What You Probably Didn't Know About Humans' Sense Of Smell
So here's a not-too-uncommon scenario: You're in a crowded room, maybe a bar or a restaurant, chatting with a friend. Or, you're one of several in a silent elevator staring at the numbers light up. And ... poof! You catch a whiff of something rank. Keen to catch the flatulent culprit, your head ticks to the side, or maybe you lean your nose up in order to better survey, or you turn your face away to defend from the stench. What do all those responses have in common? Motion. Reason being? People can detect, in 3D, where a smell is coming from, much like sound. Granted, a human being's sense of smell is much more limited in comparison to a dog, for example. But just as humans have two ears, we have two nostrils, and we smell — are you ready? — in stereo.
This should make sense though, right? The phrase "follow your nose" developed for a reason. And there's a reason folks can home in on the room where the Thanksgiving turkey is cooking. The canals leading from both nostrils are separated by the nasal septum and "sample from nonoverlapping regions in space," as phrased by Neuroscience News. So, nostrils allow for a sense of directionality. But, as a 2020 study by the Chinese Academy of Sciences reveals, odorants not only trigger the olfactory nerve to create "smell," but they unconsciously impact our decision-making in a way that we didn't previously understand.
Just follow your nose — it always knows
Before you start crafting any tales about "subconscious odors" and pheromonal attraction, let's dial it back and look at the actual study.
Graduate student Wu Yuli (get ready, folks) "introduced various levels of binaral concentration disparity to a heading judgment paradigm based on optic flow — a unique type of visual stimulus that captures the pattern of apparent motion of surface elements in a visual scene and induces the illusory feeling of self-movement in stationary observers." After participants were introduced to rose odor (phenylethyl alcohol) and vanilla odor (vanillin), the results showed that "moderate binaral disparity biases recipients' perceived direction of self-motion toward the higher-concentration side in manners reminiscent of stereo vision." Say what, again??

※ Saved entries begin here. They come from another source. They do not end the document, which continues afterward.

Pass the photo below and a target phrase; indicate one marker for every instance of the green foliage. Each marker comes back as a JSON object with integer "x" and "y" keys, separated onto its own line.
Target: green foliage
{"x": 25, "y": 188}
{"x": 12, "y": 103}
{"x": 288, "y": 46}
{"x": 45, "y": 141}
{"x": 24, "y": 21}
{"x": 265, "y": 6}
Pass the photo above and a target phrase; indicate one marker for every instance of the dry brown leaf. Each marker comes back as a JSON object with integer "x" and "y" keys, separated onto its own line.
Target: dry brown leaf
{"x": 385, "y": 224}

Basically, as Sci News outlines, the 180 participants couldn't say which nostril smelled something more strongly, but still felt themselves moving towards the nostril's direction. This means that people are guided right, left, ahead, behind, etc., by scents even if we can't consciously distinguish the strength of a scent within a nostril. This is because, as the study continues to say, the directionality is based on the ratio of chemical concentrations across the nostrils, not the quantity of chemical concentration per nostril. Nifty, huh? So yes, not only is there a reason why some folks find themselves inexplicably drawn down certain aisles in the supermarket, or why they gravitate towards particular health and beauty products, but now we can say how.